1943 → 1962 ma naissance → mon départ
1943 → 1954 ma naissance → les événements
Que me reste-t-il de l'Algérie, de ce pays d'Afrique du Nord où je suis née ?
Très peu de souvenirs de la petite enfance à part les récits familiaux.
Ensuite, les événements comme on disait qui vont rythmer une adolescence et une jeunesse volées.
Après le village de Fornaca (Oranie) où je suis née c'est Mostaganem qui accueille la famille Bellange, Nessim, sa femme Andrée née Moriousef et les filles Danielle et Lydia avant d'accueillir Francis et Jocelyne.
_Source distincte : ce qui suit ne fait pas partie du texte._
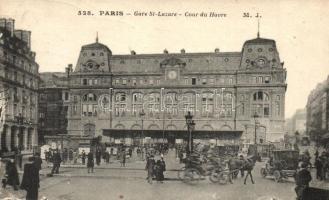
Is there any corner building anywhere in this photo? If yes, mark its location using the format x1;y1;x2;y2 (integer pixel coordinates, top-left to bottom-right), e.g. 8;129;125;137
0;18;40;152
67;37;287;147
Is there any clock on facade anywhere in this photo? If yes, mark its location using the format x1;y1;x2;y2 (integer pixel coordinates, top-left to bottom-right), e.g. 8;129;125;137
256;58;266;67
168;70;177;80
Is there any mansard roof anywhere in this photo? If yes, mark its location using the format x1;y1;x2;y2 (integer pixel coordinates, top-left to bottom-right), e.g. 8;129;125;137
244;37;275;44
81;42;111;52
111;52;241;73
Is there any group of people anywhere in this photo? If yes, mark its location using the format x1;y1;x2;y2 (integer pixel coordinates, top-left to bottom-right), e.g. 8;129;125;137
0;153;42;200
314;150;329;181
145;155;166;184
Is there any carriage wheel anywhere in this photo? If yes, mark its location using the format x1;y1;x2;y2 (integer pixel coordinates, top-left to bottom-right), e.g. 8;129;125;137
183;168;201;184
177;167;185;180
209;171;228;184
260;168;267;178
273;170;281;183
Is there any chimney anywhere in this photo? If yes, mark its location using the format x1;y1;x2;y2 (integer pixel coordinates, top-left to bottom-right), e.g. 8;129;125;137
4;18;15;37
14;30;23;40
0;18;6;28
22;31;31;49
65;64;73;77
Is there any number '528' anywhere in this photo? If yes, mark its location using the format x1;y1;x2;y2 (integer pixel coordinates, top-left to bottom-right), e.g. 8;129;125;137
78;10;94;15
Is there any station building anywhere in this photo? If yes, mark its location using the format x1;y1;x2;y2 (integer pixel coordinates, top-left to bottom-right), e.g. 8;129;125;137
40;36;287;146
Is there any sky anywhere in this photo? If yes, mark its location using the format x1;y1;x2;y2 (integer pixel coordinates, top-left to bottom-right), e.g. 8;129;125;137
0;0;329;118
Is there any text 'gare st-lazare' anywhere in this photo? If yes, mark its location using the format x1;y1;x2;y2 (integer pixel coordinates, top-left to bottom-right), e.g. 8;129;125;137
40;31;287;149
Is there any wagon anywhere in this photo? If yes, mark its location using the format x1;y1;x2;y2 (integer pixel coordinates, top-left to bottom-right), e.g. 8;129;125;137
260;150;299;182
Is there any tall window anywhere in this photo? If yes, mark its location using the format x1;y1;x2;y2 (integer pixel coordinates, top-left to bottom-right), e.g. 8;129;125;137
250;91;270;117
114;92;127;117
201;92;214;117
184;77;188;85
192;78;196;85
132;93;143;117
82;93;98;117
122;78;127;85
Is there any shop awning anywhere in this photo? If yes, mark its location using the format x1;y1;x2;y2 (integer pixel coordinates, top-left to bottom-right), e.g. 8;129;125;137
322;133;329;139
103;129;242;140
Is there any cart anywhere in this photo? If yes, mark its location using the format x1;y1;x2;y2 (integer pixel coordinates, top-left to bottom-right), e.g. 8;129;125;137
260;150;299;182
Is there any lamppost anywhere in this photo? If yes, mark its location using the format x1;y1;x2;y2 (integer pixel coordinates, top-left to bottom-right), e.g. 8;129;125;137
253;112;259;155
252;112;259;145
139;109;145;146
185;111;195;154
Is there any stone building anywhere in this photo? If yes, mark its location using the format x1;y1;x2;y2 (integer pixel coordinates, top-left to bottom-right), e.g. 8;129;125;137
0;19;39;151
285;108;306;135
41;33;287;148
38;72;69;144
306;76;329;142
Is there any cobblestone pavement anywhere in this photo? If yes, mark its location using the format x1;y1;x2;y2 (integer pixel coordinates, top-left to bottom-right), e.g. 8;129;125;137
0;150;329;200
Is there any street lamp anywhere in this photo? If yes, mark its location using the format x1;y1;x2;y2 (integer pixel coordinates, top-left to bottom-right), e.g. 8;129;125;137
252;112;259;145
252;112;259;155
185;111;195;153
139;109;145;146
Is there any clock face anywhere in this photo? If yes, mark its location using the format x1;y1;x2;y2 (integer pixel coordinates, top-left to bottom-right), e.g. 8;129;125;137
256;58;265;67
168;71;177;80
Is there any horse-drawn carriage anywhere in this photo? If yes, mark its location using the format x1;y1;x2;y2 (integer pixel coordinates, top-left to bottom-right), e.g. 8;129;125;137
178;147;228;184
260;150;299;182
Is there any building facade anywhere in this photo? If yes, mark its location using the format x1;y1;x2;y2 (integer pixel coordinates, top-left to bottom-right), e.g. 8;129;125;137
306;77;329;144
39;34;287;148
285;108;306;135
38;72;69;144
0;19;39;152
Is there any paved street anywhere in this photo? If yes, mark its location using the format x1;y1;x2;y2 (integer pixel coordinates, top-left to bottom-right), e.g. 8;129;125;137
0;151;329;200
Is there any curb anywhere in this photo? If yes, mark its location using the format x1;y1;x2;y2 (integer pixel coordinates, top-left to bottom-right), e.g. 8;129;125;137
49;174;180;181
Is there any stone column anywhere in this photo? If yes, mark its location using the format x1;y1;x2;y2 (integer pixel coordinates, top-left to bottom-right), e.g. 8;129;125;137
6;126;11;151
13;128;19;147
31;127;38;147
23;128;28;150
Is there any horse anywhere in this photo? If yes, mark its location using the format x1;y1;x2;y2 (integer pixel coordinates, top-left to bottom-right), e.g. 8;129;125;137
228;155;258;184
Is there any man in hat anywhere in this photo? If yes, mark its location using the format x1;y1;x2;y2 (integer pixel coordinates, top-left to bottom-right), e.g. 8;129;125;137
295;162;312;200
145;155;155;184
21;157;40;200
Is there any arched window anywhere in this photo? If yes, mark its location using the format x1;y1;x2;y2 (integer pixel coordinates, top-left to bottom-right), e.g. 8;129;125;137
82;93;97;101
251;91;270;118
83;124;95;137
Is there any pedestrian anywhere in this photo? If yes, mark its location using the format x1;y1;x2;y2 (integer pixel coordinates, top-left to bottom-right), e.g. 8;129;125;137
121;149;126;167
69;149;74;164
314;149;319;159
239;155;244;177
128;147;133;158
295;163;312;200
155;157;166;183
73;150;79;165
105;150;110;164
6;158;19;190
0;158;7;188
51;150;62;174
63;148;69;164
87;151;94;173
242;159;255;185
34;152;42;171
21;157;40;200
96;149;102;166
145;155;155;184
81;150;86;165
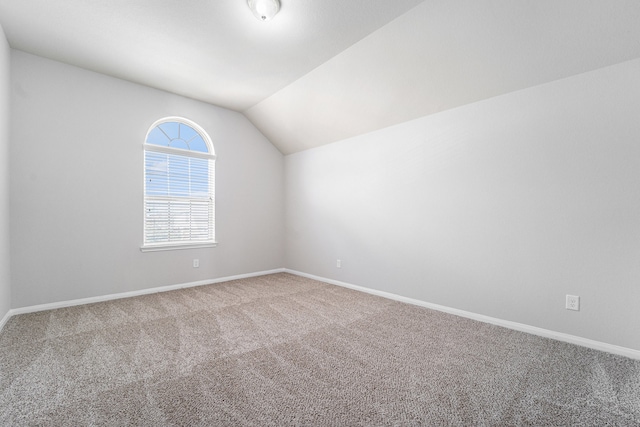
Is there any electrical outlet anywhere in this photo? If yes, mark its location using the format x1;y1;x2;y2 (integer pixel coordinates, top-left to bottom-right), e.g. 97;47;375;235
566;295;580;311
Mostaganem petite ville (70 000 habitants) construite sur un plateau est au bord de la mer dans la baie d'Arzew entre la Macta au nord et au sud la plaine du Chelif.
C'est près de Mosta que vient se jeter le plus grand des fleuves de l'Algérie .
Le Chelif (700 km) traverse les monts de Miliana, du Dahra et ceux de l'Ouarsenais.
Il coloriait la mer d'ocre quand les pluies diluviennes déferlaient en emportant la riche terre rouge du Dahra.
C’est du port de Mosta que partaient les pinardiers emportant dans leurs flancs les vins lourds et très titrés, les primeurs et les agrumes, produits de ce terroir.
L’irrigation due à Philippe Lamour (le même qui a irrigué le sud de la France)
a permis le développement de ces cultures.
La famille Bellange habitait rue Voltaire face à la Glacière Mostaganemoise - lettres noires sur toute la longueur d'un mur chaulé de blanc.
Ah ! la glacière, du haut de notre balcon on vivait à son rythme, à son bruit, à son animation, à ses odeurs.
Au fond, la machine à piler la glace qui mangeait goulûment ces longs pains de glace
posés sur un sac de jute sur l’épaule des hommes.
Au fur et à mesure les camionnettes, les charretiers prenaient leur cargaison et filaient en direction
du port pour maintenir au frais les arrivages de poisson car "Mosta" est aussi un port de pêche.
Je fréquentais l’école "ROSE" ça ne s'invente pas, elle était tout simplement peinte en rose.
Je n’ai pas de bons souvenirs de cette période scolaire.
Nous étions admis mais pas aimés. Nous étions socialement des petits.
Nous ne portions pas de cadeaux à nos maîtresses.
Je dois à Madame Becker d’avoir passé le concours d’entrée en sixième et le CEP (classe où j’avais été reléguée). Merci madame !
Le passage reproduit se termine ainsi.